0) Motivation, Object and Related works:
Motivation:
With the advent of deep learning, many dense prediction tasks, i.e. tasks that produce pixel-level predictions, have seen significant performance improvements.
Typical approach: learn these tasks in isolation, that is, a separate neural network is trained for each individual task.
Yet, recent multi-task learning (MTL) techniques have shown promising results w.r.t. performance, computations and/or memory footprint, by jointly tackling multiple tasks through a learned shared representation.
Objectives:
In this survey, we provide a well-rounded view on state-of-the-art deep learning approaches for MTL in computer vision, explicitly emphasizing on dense prediction tasks.
Contributions
First, we consider MTL from a network architecture point-of-view. We include an extensive overview and discuss the advantages/disadvantages of recent popular MTL models.
Second, we examine various optimization methods to tackle the joint learning of multiple tasks. We summarize the qualitative elements of these works and explore their commonalities and differences.
Finally, we provide an extensive experimental evaluation across a variety of dense prediction benchmarks to examine the pros and cons of the different methods, including both architectural and optimization based strategies.
Introduction:
Multi-Task Learning (MTL) aims to improve such generalization by leveraging domain-specific information contained in the training signals of related tasks. In the deep learning era, MTL translates to designing networks capable of learning shared representations from multi-task supervisory signals.
Compared to the single-task case, where each individual task is solved separately by its own network, such multi-task networks bring several advantages to the table.
First, due to their inherent layer sharing, the resulting memory footprint is substantially reduced.
Second, as they explicitly avoid to repeatedly calculate the features in the shared layers, once for every task, they show increased inference speeds.

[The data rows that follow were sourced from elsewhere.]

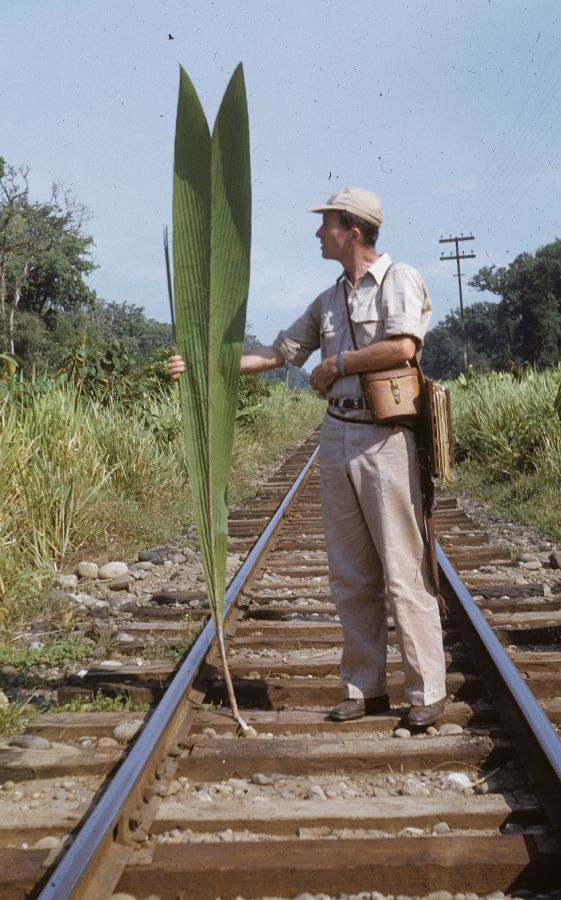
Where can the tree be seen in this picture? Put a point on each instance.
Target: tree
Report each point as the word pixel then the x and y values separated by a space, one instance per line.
pixel 529 312
pixel 44 255
pixel 443 350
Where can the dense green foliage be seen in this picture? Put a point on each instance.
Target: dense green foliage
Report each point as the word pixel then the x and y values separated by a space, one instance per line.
pixel 508 434
pixel 113 477
pixel 524 326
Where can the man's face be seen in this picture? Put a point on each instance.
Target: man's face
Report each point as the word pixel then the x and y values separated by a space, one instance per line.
pixel 334 239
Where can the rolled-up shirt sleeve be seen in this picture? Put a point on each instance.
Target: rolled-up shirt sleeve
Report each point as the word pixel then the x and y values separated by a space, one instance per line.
pixel 296 343
pixel 406 304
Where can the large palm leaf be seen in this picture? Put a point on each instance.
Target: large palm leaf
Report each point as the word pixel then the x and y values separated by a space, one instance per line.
pixel 211 249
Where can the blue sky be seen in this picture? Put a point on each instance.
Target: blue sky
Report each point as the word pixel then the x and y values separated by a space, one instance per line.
pixel 451 111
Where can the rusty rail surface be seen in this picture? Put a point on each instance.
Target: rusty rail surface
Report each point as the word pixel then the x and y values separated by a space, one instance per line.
pixel 78 874
pixel 278 603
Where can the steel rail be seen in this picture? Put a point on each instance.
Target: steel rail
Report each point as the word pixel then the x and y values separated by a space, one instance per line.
pixel 537 744
pixel 79 864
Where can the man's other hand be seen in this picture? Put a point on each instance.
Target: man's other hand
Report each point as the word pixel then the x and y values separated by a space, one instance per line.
pixel 324 375
pixel 176 367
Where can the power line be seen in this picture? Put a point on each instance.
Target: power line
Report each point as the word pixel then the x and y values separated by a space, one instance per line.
pixel 458 256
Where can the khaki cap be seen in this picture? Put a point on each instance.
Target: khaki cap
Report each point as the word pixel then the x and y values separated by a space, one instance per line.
pixel 357 201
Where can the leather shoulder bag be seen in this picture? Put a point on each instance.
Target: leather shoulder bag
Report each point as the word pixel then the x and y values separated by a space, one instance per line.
pixel 393 395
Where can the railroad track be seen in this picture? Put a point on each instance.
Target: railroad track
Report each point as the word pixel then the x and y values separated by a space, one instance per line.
pixel 308 805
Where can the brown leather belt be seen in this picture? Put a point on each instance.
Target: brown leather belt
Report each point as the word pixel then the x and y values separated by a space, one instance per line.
pixel 349 402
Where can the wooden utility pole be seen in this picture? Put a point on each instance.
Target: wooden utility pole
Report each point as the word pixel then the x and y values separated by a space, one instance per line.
pixel 458 256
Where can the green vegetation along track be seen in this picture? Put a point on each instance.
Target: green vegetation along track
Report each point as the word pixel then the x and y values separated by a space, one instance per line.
pixel 309 805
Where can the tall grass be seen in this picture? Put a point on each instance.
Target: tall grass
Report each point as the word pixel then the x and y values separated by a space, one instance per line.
pixel 508 435
pixel 74 472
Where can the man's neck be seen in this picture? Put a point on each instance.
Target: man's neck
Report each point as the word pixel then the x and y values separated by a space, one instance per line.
pixel 358 264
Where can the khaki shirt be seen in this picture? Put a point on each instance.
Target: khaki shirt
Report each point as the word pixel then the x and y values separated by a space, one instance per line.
pixel 402 308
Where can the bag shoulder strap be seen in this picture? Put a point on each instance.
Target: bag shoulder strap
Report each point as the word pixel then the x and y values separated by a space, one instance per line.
pixel 346 291
pixel 416 359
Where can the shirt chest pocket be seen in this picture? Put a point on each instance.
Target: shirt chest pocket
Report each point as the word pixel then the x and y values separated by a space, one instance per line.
pixel 368 322
pixel 332 329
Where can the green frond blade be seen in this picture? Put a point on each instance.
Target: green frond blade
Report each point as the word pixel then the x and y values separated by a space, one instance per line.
pixel 212 232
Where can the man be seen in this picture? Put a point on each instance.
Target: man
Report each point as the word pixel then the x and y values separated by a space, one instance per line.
pixel 369 474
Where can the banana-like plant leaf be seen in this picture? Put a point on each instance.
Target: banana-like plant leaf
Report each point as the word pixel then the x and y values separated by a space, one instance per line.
pixel 211 249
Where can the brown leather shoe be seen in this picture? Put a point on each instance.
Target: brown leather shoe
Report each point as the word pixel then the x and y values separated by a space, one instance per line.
pixel 351 708
pixel 423 716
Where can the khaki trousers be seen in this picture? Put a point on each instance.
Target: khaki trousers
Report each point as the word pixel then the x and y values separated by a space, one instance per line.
pixel 373 521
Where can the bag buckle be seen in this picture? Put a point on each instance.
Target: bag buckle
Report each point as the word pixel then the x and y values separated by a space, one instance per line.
pixel 394 384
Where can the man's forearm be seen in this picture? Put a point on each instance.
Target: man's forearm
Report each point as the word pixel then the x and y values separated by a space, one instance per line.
pixel 382 355
pixel 260 359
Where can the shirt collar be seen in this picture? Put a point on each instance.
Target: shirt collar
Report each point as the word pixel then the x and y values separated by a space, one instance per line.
pixel 378 269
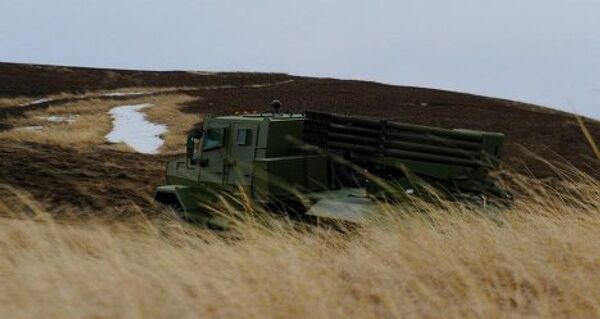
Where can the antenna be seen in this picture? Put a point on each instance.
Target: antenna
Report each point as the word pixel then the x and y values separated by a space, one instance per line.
pixel 276 105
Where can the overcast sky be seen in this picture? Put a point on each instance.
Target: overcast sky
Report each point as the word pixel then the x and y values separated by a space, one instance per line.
pixel 540 51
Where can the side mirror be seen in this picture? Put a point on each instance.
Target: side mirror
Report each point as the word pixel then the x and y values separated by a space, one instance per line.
pixel 195 134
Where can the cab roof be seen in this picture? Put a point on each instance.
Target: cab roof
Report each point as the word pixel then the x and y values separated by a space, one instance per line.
pixel 262 117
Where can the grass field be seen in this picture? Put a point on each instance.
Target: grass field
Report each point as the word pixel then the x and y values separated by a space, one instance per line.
pixel 538 259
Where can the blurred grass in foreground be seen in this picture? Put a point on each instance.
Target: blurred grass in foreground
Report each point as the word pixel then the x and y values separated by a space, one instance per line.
pixel 539 258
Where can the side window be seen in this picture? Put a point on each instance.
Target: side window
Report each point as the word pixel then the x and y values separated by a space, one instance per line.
pixel 243 136
pixel 213 139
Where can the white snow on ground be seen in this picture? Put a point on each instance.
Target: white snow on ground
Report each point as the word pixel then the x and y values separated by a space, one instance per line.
pixel 40 101
pixel 131 127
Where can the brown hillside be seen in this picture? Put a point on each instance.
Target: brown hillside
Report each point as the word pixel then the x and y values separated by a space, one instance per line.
pixel 36 168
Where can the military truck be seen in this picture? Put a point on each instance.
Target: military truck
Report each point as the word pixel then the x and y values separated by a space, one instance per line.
pixel 334 165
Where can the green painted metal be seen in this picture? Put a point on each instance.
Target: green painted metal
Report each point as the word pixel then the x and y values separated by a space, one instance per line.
pixel 274 157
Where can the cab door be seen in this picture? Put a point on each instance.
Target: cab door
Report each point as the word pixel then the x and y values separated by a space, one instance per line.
pixel 242 146
pixel 213 154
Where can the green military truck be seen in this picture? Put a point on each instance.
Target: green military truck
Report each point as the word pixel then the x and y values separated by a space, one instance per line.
pixel 333 164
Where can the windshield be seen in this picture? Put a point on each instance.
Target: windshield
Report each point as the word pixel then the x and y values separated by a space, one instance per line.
pixel 213 139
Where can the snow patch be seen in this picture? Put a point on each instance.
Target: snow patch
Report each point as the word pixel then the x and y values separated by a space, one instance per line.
pixel 131 127
pixel 113 94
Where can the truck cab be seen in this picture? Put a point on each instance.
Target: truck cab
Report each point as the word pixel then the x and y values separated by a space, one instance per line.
pixel 256 157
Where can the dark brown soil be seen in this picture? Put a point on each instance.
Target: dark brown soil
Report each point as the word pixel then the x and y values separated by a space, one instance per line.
pixel 93 179
pixel 99 177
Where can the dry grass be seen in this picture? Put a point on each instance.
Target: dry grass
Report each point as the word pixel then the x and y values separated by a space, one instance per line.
pixel 92 122
pixel 539 259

Most importantly, they have the potential for improved performance if the associated tasks share complementary information, or act as a regularizer for one another.
Tackling multiple dense prediction tasks differs in several aspects from solving multiple classification tasks.
First, as jointly learning multiple dense prediction tasks is governed by the use of different loss functions, unlike classification tasks that mostly use cross-entropy losses, additional consideration is required to avoid a scenario where some tasks overwhelm the others during training.
Second, opposed to image-level classification tasks, dense prediction tasks can not be directly predicted from a shared global image representation [35], which renders the network design more difficult.
Third, pixel-level tasks in scene understanding often have similar characteristics [14], and these similarities can potentially be used to boost the performance under a MTL setup. A popular example is semantic segmentation and depth estimation [13].
Related works:
MTL has been the subject of several surveys [30], [31], [36], [37]
In [30], Caruana showed that MTL can be beneficial as it allows for the acquisition of inductive bias through the inclusion of related additional tasks into the training pipeline. The author showcased the use of MTL in artificial neural networks, decision trees and k-nearest neighbors methods, but this study is placed in the very early days of neural networks, rendering it outdated in the deep learning era.
Ruder [36] gave an overview of recent MTL techniques (e.g. [5], [6], [9], [19]) applied in deep neural networks.
In the same vein, Zhang and Yang [31] provided a survey that includes feature learning, low-rank, task clustering, task relation learning, and decomposition approaches for MTL. Yet, both works are literature review studies without an empirical evaluation or comparison of the presented techniques.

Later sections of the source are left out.